Soiling the party, however, are observations such as:
- If the sun can really sterilize my backpacking clothes, then why are my sun baked shirts stinking to begin with?
- UV works best with direct hits. Even small particles in liquid can shadow pathogens, allowing them to survive. One can only image what shadowy things lurk in a backpackers pants.
- The UV spectrum used in water treatment plants operates at 2537 angstroms, or 254 nanometers. This spectrum, though present in sunlight, is usually absorbed by our atmosphere. It’s presence on earth therefore is extremely rare. For practical sterilization purposes, it has to be artificially created with UV lamps.
Damn you science! Stop teasing me!
But don’t give up quite yet. The promise of simple sunlight cleaning and sterilization is just too good to give up on.
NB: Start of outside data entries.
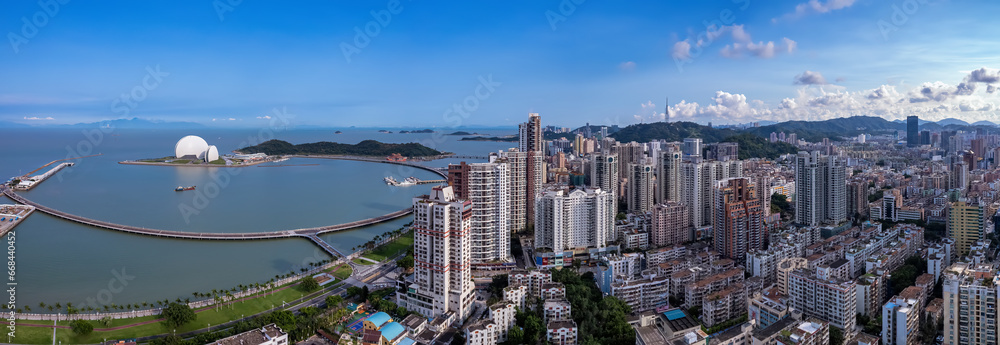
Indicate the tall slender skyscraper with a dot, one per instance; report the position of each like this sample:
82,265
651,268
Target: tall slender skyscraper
533,146
526,171
912,132
487,186
697,180
640,187
668,176
441,248
670,224
739,219
530,138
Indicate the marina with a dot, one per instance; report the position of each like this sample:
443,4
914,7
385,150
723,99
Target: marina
27,183
12,215
409,181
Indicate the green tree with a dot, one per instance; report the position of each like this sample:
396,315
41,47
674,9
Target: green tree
176,315
308,284
515,336
333,301
81,327
284,319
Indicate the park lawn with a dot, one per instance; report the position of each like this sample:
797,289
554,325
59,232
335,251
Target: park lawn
39,335
400,244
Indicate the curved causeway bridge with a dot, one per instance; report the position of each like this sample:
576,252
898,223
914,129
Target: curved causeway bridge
310,233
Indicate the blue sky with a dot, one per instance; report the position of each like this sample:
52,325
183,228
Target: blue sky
232,63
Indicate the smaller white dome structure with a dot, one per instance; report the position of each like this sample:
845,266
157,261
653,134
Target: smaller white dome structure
191,146
212,154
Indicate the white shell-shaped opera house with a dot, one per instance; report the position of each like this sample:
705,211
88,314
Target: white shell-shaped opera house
194,147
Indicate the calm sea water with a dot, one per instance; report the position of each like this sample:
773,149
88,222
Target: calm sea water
61,261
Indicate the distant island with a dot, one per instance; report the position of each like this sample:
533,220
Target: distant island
364,148
511,138
417,131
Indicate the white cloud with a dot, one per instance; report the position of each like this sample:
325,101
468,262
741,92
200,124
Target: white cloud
741,44
764,50
684,109
682,50
930,100
816,7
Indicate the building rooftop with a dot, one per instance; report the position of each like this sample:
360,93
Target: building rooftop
561,324
254,336
378,319
392,330
413,321
677,320
774,328
650,335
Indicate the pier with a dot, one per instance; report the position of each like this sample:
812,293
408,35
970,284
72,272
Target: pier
11,215
59,160
310,233
27,183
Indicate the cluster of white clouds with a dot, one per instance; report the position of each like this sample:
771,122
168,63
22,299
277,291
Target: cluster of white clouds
742,44
817,100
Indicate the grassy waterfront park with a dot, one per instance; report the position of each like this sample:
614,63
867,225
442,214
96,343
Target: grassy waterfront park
213,316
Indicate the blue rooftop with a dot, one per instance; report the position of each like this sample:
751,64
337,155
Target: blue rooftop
392,330
674,314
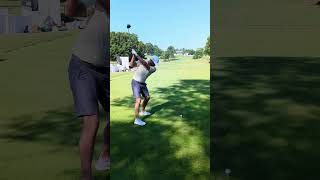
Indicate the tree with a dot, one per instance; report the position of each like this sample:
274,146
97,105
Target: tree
157,51
171,50
190,51
198,54
165,55
149,48
207,47
121,44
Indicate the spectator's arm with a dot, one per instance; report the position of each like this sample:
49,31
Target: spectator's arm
71,7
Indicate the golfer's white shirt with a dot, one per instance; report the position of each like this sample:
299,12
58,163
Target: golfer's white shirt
92,44
142,73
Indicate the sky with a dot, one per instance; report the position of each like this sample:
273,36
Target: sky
180,23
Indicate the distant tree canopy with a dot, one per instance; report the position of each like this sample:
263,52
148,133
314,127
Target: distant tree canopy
198,54
171,51
121,44
190,51
207,47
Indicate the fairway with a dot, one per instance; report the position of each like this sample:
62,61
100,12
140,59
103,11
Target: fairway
38,129
169,146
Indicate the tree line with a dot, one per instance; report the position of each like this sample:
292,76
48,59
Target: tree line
121,44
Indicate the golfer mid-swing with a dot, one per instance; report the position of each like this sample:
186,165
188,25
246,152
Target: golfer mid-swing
139,86
89,82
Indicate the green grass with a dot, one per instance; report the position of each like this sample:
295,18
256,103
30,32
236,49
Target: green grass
168,147
265,84
38,130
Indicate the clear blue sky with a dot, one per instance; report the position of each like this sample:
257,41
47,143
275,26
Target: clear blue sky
180,23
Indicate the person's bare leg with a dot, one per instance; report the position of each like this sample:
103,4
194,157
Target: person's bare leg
136,108
145,103
86,145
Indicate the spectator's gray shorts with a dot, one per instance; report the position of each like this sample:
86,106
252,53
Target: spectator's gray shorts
90,85
139,88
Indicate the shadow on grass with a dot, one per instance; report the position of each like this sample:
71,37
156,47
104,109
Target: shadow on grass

I came across an ACS Publication of Applied Materials and Interfaces article titled:
Realizing Visible-Light-Induced Self-Cleaning Property of Cotton through Coating N-TiO2 Film and Loading AgI Particles.
It seems two Chinese scholars, Deyong Wu and Mingce Long, are plotting to turn the entire Chinese laundry business on its head. Others, including researches in Australia and US are also exploring coatings of Titanium Dioxide Nanoparticles for self-cleaning anti-bacterial clothing. If successful, the five stages of laundry could be condensed in to one solar blast.
Oh sure, there still needs to be research. I am personally skeptical we will be able to harness the moon any time soon for required ironing and folding. Perhaps we should also be a smudge nervous that manufactures are adding chemicals to our pants that enable basic sunlight to vaporize dirt.
After all, applied to a hat, who knows what would become of my dirty mind.